Por Radio Progreso

No contexto do bicentenário, o escritor hondurenho Julio Escoto afirma que o povo de Honduras tem uma capacidade impressionante de resistência; e a própria resistência implica esperança.

“É possível entrar em uma etapa de sonho com dois enfoques: o sonho concreto, quando se diz ‘este é meu projeto e vou trabalhar duro para realizá-lo’, ou a utopia, em que há um desejo, há sonhos, mas que são inalcançáveis, porque essa é a utopia, é algo que não se pode chegar a concretizar. O povo hondurenho é pacífico demais, deveria ser um povo mais agressivo; mas tem esperança, não se afunda, não se deprime”, defende Escoto.
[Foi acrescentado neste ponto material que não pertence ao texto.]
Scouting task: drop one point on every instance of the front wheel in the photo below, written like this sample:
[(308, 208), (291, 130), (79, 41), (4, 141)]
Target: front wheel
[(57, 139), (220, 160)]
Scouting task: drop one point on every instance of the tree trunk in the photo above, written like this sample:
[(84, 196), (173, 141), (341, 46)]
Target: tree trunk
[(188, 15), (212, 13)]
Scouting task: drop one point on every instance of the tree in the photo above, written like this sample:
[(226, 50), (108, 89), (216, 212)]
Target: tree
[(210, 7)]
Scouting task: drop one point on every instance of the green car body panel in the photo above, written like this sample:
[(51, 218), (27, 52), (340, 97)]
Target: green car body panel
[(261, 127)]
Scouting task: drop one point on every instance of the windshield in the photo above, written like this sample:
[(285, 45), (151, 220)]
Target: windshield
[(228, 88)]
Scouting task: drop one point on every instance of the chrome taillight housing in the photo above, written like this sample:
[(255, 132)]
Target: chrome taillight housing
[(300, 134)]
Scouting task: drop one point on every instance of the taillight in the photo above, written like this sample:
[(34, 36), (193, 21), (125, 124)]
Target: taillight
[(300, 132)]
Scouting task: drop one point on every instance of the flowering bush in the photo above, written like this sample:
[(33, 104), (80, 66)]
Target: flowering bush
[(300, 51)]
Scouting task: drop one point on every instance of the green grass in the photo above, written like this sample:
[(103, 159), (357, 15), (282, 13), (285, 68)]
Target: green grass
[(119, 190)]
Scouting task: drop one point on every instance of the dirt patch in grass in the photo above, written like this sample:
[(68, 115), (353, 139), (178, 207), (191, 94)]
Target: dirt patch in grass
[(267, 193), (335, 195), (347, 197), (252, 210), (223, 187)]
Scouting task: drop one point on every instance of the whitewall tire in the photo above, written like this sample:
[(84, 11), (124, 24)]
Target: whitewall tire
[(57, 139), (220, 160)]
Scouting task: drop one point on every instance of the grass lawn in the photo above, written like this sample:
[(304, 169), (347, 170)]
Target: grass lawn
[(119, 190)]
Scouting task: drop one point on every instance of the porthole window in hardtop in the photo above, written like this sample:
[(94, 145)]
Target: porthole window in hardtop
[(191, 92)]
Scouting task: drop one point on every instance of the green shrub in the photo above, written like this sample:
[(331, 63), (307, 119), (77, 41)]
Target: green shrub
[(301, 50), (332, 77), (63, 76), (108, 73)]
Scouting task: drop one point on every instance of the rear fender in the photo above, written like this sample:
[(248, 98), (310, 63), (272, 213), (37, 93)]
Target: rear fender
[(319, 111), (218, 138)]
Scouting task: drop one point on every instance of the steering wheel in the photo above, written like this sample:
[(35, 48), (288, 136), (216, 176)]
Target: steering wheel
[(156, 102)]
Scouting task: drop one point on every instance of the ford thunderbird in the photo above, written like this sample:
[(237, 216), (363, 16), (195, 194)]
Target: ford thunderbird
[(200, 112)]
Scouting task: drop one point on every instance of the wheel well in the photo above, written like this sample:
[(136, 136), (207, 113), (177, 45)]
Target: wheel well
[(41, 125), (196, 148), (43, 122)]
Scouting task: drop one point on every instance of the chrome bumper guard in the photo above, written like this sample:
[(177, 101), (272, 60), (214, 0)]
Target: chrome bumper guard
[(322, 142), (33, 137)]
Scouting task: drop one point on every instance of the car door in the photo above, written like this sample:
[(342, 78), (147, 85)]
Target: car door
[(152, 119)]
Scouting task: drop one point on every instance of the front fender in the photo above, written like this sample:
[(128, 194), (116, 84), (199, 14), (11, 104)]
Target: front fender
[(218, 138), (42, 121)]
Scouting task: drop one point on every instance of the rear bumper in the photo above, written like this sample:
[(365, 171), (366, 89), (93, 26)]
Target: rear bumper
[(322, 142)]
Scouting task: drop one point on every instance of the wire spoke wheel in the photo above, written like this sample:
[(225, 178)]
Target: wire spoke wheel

O escritor hondurenho expressa sua admiração pela sociedade hondurenha que, durante 200 anos de suposta independência e mais de 500 anos de domínio externo e interno, tem demonstrado sua capacidade de resistir e sobreviver.

A Radio Progreso (RP) conversou com o escritor Julio Escoto (JE) sobre o bicentenário e a soberania nacional.

RP. Como o senhor tem sobrevivido à pandemia?

JE. Digamos que bem. O confinamento é positivo para escritores porque nos faz trabalhar, escrever, pensar, meditar, refletir; para mim, tem sido muito produtivo. Claro que no âmbito pessoal, porque no coletivo é doloroso ver tanta morte, pessoas doentes e, certamente, o mais terrível, tanto abandono, descuido e tanta corrupção dentro da gestão da pandemia.

RP. Nas suas reflexões, a que conclusões chegou sobre a situação do país?

JE. Tenho que dizer que está fortalecida minha admiração pela sociedade hondurenha. Durante 200 anos de suposta independência, mas durante 500 anos de domínio externo e interno, o povo tem provado que é capaz de resistir e sobreviver.

RP. Como o senhor analisa essa resistência em nível de América Central?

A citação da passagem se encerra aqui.